In the first segment, the stars take turns manning the counter at a White Castle. The goal is to see if they can get tips despite saying or doing the various rude things the others come up with in the basement.
Joe is told to scream a customer’s order back at him. Sal has to tell a man that he has something on his face, then says, “Oh, it’s a mustache.”
Told to flirt with a female customer, Murr places an order for “six cheeseburgers for my sugar mama.” He turns to her and says, with a wink, “I can give you an extra pickle.”
Remarkably, many of the customers throw a little something in the tip jar.
In the next segment, the guys take turns trying to get pedestrians in Manhattan’s Union Square to sign absurd petitions. The less offensive headings on the petitions include “Support Adult Virgins Not by Choice,” “Allow People to Date Their First Cousins” and “Enough With This Rain Already.”
Things continue to go downhill when they set up an information booth in Times Square and work a cash register at a Costco. Joe takes a bite from a woman’s granola bar. Q says to a reserved woman in the checkout line, "OK, Diane, I’m going to ask you to just ease up on the attitude a little bit.”

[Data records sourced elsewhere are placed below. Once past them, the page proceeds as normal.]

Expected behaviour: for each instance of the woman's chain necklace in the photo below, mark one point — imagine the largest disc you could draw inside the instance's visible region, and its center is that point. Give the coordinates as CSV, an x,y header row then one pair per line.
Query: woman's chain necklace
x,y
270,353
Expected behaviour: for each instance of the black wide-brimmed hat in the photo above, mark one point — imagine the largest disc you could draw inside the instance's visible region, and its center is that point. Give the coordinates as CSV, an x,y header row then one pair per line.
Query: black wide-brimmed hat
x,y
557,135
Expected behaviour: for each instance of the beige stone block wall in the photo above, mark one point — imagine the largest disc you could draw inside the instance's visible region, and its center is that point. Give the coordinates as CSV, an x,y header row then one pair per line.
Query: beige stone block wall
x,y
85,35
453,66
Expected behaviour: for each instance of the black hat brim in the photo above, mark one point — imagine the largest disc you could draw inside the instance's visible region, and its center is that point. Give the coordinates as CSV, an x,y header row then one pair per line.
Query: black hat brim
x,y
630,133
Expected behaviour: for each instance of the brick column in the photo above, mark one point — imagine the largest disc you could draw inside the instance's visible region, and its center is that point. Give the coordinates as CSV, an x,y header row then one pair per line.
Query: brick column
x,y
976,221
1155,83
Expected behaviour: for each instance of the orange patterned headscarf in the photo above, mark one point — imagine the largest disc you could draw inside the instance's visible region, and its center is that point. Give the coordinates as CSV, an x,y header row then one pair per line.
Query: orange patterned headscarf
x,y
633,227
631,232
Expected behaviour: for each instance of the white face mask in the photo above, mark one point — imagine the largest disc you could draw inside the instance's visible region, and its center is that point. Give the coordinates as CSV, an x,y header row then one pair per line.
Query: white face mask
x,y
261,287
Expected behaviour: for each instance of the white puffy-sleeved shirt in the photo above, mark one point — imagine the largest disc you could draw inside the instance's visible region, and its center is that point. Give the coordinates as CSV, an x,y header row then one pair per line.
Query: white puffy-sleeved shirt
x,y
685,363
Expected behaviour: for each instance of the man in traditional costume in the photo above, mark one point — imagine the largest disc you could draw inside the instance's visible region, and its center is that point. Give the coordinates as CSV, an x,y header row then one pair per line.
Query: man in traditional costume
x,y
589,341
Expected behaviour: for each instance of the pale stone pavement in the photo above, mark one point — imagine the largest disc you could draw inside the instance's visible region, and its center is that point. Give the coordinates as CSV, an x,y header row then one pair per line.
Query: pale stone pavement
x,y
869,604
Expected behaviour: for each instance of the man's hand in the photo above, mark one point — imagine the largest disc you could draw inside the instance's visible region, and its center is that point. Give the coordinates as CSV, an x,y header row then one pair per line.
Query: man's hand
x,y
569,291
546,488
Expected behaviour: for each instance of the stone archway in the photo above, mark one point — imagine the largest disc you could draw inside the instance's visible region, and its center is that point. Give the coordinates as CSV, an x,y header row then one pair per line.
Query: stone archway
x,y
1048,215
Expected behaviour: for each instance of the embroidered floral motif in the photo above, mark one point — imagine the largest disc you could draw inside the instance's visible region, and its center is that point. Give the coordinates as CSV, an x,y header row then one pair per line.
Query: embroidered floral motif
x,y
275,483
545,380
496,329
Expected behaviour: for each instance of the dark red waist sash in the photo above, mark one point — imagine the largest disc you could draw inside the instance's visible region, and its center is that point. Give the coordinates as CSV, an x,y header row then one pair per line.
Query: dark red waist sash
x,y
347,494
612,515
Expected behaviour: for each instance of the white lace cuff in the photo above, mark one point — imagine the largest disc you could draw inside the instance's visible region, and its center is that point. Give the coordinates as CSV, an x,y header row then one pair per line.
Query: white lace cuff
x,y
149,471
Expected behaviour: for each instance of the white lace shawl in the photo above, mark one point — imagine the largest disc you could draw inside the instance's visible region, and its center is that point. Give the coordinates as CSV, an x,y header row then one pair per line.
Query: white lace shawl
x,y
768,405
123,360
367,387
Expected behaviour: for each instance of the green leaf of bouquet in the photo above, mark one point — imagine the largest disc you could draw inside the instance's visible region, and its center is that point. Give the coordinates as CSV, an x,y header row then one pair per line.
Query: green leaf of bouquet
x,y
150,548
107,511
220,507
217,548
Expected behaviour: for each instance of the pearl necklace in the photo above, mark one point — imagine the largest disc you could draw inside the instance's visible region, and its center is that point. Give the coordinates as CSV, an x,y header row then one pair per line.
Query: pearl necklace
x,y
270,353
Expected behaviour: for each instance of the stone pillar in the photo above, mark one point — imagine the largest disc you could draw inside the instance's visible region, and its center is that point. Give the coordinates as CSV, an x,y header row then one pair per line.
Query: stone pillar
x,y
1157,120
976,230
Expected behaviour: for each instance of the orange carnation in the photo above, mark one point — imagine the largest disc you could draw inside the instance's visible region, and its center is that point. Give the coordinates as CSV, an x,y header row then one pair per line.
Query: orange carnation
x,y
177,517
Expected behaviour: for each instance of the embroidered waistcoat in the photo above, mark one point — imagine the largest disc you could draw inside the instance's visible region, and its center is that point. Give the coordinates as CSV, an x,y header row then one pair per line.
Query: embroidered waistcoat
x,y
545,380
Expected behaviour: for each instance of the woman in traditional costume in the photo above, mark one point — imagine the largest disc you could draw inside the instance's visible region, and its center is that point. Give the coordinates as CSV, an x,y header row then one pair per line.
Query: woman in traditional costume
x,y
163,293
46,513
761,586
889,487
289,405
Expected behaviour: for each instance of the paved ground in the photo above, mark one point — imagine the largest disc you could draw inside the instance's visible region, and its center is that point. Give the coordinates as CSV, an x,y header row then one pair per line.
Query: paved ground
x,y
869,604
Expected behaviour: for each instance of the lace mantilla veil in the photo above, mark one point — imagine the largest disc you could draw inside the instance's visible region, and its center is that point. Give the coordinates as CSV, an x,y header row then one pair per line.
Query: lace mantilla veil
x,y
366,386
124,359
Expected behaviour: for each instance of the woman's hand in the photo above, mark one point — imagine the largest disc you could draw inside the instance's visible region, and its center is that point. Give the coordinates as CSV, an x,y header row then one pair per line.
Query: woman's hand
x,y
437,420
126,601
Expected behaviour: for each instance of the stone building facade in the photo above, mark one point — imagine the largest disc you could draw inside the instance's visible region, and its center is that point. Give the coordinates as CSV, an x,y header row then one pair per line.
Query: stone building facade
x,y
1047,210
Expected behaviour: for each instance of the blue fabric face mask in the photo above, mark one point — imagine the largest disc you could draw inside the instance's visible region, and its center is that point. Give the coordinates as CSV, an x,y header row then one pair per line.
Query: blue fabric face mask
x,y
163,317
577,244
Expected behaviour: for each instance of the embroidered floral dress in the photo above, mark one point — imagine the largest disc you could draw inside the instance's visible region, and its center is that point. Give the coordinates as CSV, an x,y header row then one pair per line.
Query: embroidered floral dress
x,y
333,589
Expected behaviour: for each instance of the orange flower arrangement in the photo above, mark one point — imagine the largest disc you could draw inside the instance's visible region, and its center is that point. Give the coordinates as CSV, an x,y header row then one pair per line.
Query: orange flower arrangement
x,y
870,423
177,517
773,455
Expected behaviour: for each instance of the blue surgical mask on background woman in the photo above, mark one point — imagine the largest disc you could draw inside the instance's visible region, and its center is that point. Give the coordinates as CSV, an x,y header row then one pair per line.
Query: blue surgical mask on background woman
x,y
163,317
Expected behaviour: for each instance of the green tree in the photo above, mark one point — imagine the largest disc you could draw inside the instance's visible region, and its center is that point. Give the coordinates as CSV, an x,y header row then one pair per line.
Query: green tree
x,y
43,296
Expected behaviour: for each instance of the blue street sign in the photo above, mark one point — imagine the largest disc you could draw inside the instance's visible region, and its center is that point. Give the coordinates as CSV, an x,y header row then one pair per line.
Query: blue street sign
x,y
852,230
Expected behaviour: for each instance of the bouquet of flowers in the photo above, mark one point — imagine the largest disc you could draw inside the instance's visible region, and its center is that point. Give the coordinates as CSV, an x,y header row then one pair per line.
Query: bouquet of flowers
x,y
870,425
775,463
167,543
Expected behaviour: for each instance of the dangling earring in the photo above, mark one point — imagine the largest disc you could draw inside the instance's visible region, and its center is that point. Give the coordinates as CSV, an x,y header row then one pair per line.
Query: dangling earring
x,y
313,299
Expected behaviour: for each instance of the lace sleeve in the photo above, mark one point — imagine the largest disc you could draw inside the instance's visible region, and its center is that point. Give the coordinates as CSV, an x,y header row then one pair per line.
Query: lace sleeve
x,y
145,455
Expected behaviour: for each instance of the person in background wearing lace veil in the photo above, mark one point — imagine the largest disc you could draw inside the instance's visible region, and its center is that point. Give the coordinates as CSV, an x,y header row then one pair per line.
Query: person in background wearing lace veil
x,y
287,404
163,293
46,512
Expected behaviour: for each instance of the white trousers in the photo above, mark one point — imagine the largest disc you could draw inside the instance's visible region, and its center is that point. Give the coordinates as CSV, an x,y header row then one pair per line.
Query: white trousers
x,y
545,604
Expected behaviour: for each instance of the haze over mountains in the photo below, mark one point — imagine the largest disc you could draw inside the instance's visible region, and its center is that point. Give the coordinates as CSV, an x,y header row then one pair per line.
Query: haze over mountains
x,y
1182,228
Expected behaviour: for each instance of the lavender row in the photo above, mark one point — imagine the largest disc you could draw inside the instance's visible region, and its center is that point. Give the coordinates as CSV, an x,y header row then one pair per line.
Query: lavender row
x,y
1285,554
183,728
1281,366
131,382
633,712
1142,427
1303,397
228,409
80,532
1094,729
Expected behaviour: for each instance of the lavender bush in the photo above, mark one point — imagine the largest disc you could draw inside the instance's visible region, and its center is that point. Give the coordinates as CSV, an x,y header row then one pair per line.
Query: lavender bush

The quick editing rushes us past the jokes that don’t work and lets the accumulating idiocy achieve critical mass.
Restoring a bit of our faith in humanity, the guys occasionally refuse to take an order. Joe, for example, can’t bring himself to work the word “circumcision” into a conversation he’s having with a pretty young woman.
At the end of the episode, the cast member who had the worst results or who failed to follow the most orders has to do something disgusting as punishment. Although this would be a good time to plead for mercy, the loser mans up (or down).
The four stars, all unknowns, are charismatic and telegenic. Any one of them could have been a good fifth wheel on HBO’s “Entourage.” Their rapport feels based on genuine friendship, and the good vibe helps us excuse some of the show’s excesses.
One gets the feeling that if they didn’t have “Impractical Jokers,” they would be trying this stuff without a camera crew and getting themselves beaten up. So besides the laughs, the show even has a little redeeming social value.